SoftBank reported its third consecutive quarterly loss due to declines in valuations for major investments, including Alibaba Group, Deutsche Telekom, and T-Mobile U.S.
Despite the losses, SoftBank reported a net loss of 477.6 billion yen ($3.3 billion), a considerable improvement compared to its loss of 3.16 trillion yen in the same period the previous year.
SoftBank’s focus on listing Arm continues, with preparations proceeding smoothly after the Nvidia deal collapsed due to regulatory objections.
The planned U.S. listing for Arm could potentially raise between $8 billion and $10 billion, according to sources cited in April.
Arm reported a 10.8% drop in quarterly sales to $641 million due to a global chip industry downturn caused by weak consumer demand.

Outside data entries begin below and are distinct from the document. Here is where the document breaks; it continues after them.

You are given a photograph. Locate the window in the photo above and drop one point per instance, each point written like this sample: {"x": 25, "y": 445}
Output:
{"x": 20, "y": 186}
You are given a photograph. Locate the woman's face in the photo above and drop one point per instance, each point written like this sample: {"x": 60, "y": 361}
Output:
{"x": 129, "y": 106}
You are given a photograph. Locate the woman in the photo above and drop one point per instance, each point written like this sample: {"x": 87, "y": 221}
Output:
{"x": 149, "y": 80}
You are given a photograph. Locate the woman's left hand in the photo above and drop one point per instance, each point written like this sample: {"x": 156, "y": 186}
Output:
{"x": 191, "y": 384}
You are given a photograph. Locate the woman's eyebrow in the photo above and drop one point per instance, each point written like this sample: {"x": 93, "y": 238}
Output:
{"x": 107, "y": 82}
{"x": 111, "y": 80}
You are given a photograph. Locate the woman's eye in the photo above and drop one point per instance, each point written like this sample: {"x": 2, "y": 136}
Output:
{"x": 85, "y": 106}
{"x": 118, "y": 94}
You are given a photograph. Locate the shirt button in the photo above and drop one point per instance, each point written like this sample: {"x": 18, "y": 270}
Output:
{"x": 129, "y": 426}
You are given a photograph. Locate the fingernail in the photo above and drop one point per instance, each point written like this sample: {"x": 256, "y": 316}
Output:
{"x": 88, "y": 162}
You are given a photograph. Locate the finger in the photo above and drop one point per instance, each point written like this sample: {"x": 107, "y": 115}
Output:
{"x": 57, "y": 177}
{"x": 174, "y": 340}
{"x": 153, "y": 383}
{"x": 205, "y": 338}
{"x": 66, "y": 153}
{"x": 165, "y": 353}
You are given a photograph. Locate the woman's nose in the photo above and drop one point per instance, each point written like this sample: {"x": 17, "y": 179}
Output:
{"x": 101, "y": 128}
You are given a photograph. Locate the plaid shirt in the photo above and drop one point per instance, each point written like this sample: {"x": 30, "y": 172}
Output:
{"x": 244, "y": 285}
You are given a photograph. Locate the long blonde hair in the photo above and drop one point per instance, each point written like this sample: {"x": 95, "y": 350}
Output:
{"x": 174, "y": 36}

The Last Bit, The collaboration between these Indian family investment offices and FirstCry reflects a dynamic shift in the country’s investment landscape. As FirstCry readies itself for an IPO, the company’s efforts to align with FDI regulations and foster local investor participation have garnered the support of key players in the Indian business community.
Meanwhile, SoftBank’s strategic divestments amidst financial headwinds signify a recalibration of its investment strategy.
The path ahead for FirstCry seems promising, with its plans for omnichannel expansion and the backing of investors who bring expertise in scaling successful businesses.